I’m singing along with sopranos, banjos, and fiddles that resound from my tiny speaker.
A deer peeks her massive ears around a pine tree to get a better listen; I gasp. Her delicate hooves inch closer toward the melody, with her ears, perked to pick up every note. I try to keep harmonizing, but as the doe draws nearer to our small deck with big eyes fixed on me, tears flood my own big eyes and my voice cracks.
The deer doesn’t care that I’ve been diagnosed with spina bifida occulta, a congenital form of paralysis. My spine never finished forming, so there’s a gap in vertebrae where there should be bone. The deer doesn't know that I have a genetic, degenerative, hypermobility tissue connectivity disorder that affects every joint and bodily system. She pays no mind that by my teenage years, after years of migraines, motion sickness, calluses, illnesses, crutches, and surgeries, I was diagnosed with a rare form of psoriasis, an autoimmune condition that can cause arthritis and other issues.

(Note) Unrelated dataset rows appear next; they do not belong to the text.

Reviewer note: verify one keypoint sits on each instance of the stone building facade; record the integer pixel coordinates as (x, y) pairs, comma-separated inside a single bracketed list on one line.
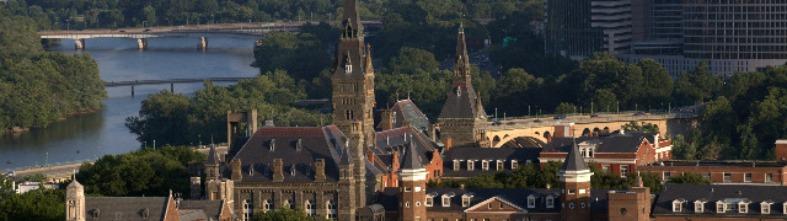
[(463, 113)]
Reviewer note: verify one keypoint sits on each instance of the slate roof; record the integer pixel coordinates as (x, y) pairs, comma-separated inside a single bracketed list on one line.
[(316, 143), (211, 208), (125, 208), (713, 193), (522, 155), (617, 143), (388, 198), (574, 162), (405, 111)]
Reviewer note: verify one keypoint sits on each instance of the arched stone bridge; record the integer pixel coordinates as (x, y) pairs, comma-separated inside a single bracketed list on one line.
[(495, 134)]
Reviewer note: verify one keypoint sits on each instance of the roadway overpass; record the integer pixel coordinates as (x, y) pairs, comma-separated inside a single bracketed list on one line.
[(142, 34), (496, 134)]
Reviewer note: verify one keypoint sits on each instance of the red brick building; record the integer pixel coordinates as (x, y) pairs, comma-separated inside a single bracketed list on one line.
[(619, 154), (724, 172)]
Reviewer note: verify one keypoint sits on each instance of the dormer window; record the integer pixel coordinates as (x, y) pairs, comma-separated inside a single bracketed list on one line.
[(677, 205), (446, 199), (765, 207), (721, 207), (531, 202), (466, 199), (550, 202), (743, 207), (429, 201), (699, 206)]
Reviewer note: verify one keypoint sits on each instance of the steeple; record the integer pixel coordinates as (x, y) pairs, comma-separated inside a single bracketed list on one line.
[(351, 21), (462, 65)]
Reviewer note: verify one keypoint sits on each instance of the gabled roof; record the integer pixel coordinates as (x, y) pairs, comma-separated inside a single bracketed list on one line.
[(272, 143), (574, 162), (405, 111), (125, 208)]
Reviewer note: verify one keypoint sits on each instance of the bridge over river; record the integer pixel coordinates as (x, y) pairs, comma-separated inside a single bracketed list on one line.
[(142, 34), (498, 133), (171, 82)]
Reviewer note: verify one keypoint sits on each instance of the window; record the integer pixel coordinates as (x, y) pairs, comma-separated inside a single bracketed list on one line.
[(308, 207), (466, 199), (699, 206), (677, 205), (743, 207), (624, 170), (531, 202), (765, 207), (721, 207), (265, 206), (550, 202)]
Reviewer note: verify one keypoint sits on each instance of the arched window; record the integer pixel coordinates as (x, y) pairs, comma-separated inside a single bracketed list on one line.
[(266, 206), (308, 207)]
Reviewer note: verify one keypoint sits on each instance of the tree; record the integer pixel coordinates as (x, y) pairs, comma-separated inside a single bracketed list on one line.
[(689, 178), (282, 215)]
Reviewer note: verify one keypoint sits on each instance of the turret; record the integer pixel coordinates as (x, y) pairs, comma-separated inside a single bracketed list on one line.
[(412, 185)]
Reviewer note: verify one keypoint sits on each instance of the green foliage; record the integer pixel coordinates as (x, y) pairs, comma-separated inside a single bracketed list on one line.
[(144, 172), (44, 205), (565, 108), (282, 215), (164, 115), (37, 87), (689, 178), (303, 55)]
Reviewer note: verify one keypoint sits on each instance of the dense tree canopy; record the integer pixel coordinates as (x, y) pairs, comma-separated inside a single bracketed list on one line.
[(37, 87), (163, 116), (145, 172)]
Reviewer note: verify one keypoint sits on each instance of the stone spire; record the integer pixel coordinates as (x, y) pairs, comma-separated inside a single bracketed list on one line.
[(351, 21), (462, 65)]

The birds don’t care either: the house finches with their melodic songs or the hummingbirds with their midair magic. The trees don’t really seem to mind that a combination of conditions led to many more. They keep swooshing and swaying with breezes as their pollen is scattered with their needles. The lizards keep stopping to smile or sit by my side, so I don’t think my disabilities bother them. If only the peace and comfort they bring meant that my entire being didn’t hurt, or that I could finally hold a pencil correctly, or that my feet didn’t tingle.
Although I see a therapist, I also sing to deer, write about ancestors, and listen to guided meditations and hypnosis. This is my journey; others don’t know exactly what the path is like and can’t necessarily diagnose me with their eyes. Sometimes, people judge, but their understanding, compassion, love, and support are what helps me along.
Lately, I’ve been working through denial and fear toward acceptance and a sense of feeling free to be me. Raising awareness about some of my rare diseases and asking for help is about as uncomfortable as being naked in front of a crowd, but I had to arrive in my own body and my own reality while trying not to worry about whether others would judge me.